I own a Taig (q.g) microlathe. It is about 60mm center height and about 30 cm bed. It is enough for me right now, and it fits in a very small space. Now I am adding a feeedscrew (or leadscrew) to it, following a detailed recipe at Dean Williams's page (look under leadscrew) out there on the web. A feedscrew is a long screw that allows you to traverse the carriage of the lathe by controlled amounts. Dean calls for a 1/4-20 left-handed thread; but I am using an ordinary hardware store threaded rod. Well, at some point the recipe calls for me to turn the threads off the rod. There came the rub. When I got the rod into the lathe the thing whipped around like an enraged Anaconda and bent the rod beyond repair. Now all machinists -- I am a very indifferent one -- know you can't turn long whippy stuff without a steady rest. A steady rest is just a set of fingers in a frame. Taig will sell you one, but I follow George Dyson's principle: never buy anything you can make, and never make anything you can find. Well, I did not think I'd find a Taig steady rest on my walks, so we begin the odyssey.
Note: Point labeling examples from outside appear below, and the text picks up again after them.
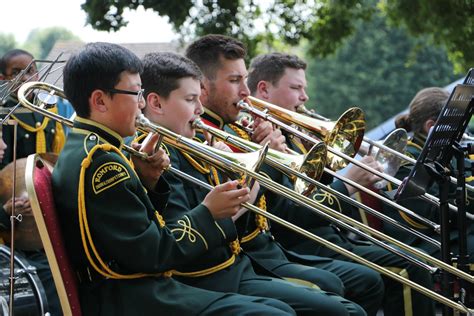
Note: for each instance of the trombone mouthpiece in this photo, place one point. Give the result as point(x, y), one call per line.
point(197, 123)
point(141, 120)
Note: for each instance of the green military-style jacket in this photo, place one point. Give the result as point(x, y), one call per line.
point(26, 140)
point(223, 267)
point(254, 230)
point(423, 208)
point(126, 230)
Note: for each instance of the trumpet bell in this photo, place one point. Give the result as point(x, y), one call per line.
point(312, 165)
point(345, 134)
point(396, 140)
Now we have to make the fingers. Classic is brass. Don't have any in the right size. Use Al instead, something like 1/2x1/8 RGU hardware store stuff. Cut it with a hacksaw. Now we need slots in the fingers so we can adjust them to fit the work being turned.
I drilled a row of holes in the proto-finger. This leaves a whole bunch of metal as webs.
And of course this gadget had to have a name. Behold Steady Eddie. Long may he hold long whippy things.